Early version of profiler harness #959

beroy · 2024-01-29T03:05:12Z

Include a basic benchmark as the starting point and needed scripts

codecov · 2024-01-29T04:47:22Z

Codecov Report

All modified and coverable lines are covered by tests ✅

Project coverage is 76.94%. Comparing base (4f40690) to head (a85038a).

❗ Current head a85038a differs from pull request most recent head c4b9a26. Consider uploading reports for the commit c4b9a26 to get more accurate results

Additional details and impacted files

@@           Coverage Diff           @@
##             main     #959   +/-   ##
=======================================
  Coverage   76.94%   76.94%           
=======================================
  Files          72       72           
  Lines        5691     5691           
=======================================
  Hits         4379     4379           
  Misses       1312     1312

Flag	Coverage Δ
unittests	`76.94% <ø> (ø)`

Flags with carried forward coverage won't be shown. Click here to find out more.

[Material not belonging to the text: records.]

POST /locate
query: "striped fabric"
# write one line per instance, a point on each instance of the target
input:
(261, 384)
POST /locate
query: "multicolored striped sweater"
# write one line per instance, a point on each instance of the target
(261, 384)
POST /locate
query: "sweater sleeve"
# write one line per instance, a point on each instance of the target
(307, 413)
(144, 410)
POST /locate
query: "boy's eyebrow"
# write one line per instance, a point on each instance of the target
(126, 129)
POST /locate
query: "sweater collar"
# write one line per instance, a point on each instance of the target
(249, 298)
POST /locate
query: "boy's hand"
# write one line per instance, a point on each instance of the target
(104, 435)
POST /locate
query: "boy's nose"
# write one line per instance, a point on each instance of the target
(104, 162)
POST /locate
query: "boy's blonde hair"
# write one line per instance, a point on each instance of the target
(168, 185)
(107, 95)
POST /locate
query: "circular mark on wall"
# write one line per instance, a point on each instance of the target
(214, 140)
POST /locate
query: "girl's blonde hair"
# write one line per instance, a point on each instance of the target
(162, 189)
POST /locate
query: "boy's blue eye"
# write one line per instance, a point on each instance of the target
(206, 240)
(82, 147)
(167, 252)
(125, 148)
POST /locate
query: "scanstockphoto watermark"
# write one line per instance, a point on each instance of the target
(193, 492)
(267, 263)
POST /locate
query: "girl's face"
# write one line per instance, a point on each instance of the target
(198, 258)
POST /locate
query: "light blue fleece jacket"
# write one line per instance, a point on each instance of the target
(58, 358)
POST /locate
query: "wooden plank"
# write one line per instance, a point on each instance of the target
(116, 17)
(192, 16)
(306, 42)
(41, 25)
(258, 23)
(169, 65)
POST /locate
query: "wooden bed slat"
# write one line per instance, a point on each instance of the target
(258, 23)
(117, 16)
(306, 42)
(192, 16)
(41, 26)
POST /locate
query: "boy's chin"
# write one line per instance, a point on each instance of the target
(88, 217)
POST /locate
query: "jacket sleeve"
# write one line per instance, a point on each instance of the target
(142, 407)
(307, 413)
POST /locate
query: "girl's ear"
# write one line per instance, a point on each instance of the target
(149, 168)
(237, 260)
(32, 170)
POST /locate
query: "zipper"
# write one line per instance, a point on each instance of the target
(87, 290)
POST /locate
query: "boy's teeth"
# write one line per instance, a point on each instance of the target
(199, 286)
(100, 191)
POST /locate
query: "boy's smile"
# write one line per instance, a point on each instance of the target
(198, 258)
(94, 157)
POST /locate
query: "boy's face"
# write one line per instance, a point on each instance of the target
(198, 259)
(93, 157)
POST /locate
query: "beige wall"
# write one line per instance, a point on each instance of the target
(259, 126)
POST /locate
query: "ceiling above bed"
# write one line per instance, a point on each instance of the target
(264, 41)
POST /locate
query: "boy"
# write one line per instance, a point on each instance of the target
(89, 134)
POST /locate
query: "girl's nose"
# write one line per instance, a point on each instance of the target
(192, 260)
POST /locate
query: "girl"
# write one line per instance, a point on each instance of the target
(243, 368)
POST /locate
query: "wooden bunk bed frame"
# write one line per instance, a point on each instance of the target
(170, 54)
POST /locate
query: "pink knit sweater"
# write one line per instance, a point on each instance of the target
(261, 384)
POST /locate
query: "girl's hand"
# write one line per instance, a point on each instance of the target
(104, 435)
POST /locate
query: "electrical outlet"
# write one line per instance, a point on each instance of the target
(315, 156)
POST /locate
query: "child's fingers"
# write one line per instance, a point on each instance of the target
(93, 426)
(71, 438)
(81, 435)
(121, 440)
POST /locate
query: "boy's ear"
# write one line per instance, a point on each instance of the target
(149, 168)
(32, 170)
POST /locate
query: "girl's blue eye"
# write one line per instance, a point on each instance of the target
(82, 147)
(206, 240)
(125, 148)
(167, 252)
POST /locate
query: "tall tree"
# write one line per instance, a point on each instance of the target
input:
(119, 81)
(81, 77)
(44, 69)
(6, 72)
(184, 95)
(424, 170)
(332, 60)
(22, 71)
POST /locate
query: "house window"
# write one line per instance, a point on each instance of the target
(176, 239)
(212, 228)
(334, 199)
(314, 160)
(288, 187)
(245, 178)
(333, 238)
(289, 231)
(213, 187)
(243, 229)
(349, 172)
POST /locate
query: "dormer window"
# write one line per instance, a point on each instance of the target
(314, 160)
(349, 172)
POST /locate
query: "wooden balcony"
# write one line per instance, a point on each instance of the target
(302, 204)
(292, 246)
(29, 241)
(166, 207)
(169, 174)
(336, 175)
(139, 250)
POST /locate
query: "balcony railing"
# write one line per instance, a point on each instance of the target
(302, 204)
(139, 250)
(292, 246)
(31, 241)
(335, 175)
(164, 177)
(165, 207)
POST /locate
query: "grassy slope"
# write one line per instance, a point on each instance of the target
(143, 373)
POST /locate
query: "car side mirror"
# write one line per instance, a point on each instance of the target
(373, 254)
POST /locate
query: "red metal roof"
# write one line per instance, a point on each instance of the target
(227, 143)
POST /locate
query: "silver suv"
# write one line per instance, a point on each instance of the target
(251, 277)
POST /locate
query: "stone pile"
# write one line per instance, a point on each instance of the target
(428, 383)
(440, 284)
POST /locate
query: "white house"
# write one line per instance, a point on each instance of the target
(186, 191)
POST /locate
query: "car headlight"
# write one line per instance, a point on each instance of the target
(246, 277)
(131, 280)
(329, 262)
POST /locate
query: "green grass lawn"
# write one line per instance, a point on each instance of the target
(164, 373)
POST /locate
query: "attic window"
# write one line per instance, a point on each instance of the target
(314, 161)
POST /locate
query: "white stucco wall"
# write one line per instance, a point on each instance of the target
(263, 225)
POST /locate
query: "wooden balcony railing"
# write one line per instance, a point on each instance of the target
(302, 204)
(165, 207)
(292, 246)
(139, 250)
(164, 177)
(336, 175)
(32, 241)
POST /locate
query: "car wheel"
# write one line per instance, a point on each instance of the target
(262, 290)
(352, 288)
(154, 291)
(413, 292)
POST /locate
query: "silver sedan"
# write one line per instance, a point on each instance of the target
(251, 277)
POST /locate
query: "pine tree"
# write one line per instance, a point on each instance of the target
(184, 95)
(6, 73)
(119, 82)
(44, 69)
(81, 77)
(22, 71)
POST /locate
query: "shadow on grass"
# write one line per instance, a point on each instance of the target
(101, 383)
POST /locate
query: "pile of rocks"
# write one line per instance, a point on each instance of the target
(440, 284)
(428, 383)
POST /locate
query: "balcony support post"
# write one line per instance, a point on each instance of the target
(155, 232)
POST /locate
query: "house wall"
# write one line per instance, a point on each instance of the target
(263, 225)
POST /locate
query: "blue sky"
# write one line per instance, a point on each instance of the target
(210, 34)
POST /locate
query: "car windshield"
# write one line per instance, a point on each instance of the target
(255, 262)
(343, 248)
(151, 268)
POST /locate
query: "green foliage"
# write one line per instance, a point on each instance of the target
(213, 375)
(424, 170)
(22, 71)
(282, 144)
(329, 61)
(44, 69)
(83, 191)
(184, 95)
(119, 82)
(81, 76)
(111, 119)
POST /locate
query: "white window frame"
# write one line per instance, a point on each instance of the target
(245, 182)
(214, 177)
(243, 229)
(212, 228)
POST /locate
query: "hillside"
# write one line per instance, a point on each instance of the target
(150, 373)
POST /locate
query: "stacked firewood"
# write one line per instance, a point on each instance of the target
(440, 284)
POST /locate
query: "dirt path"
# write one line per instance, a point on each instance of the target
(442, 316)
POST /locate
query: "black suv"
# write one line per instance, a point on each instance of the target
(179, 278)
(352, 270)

☔ View full report in Codecov by Sentry.
📢 Have feedback on the report? Share it here.

atolopko-czi · 2024-01-29T14:21:53Z

.github/workflows/profiler.yml

@@ -0,0 +1,30 @@
+name: Performance check


would align this name with the workflow file name

atolopko-czi · 2024-01-29T14:22:27Z

.github/workflows/profiler.yml

+    steps:
+      - uses: actions/checkout@v4
+        with:
+          fetch-depth: 0


1 if you just want the HEAD commit.

atolopko-czi · 2024-01-29T14:26:50Z

tools/perf_checker/benchmark1.py

This is is testing "export anndata", so why not name the file as such?

and maybe put all the benchmarks into a subdir. The perf_checker.sh script could just iterate through all the files, allowing the explicit definition (and future update) of the benchmarks array in the script.

atolopko-czi · 2024-01-29T14:29:14Z

tools/perf_checker/perf_checker.sh

+# Downloading TileDB-SOMA (branch or main once merged)
+git clone https://github.com/single-cell-data/TileDB-SOMA.git
+cd TileDB-SOMA
+git checkout census_profiler


This will be removed before merging to main, right? (I think that's what the comment above is saying)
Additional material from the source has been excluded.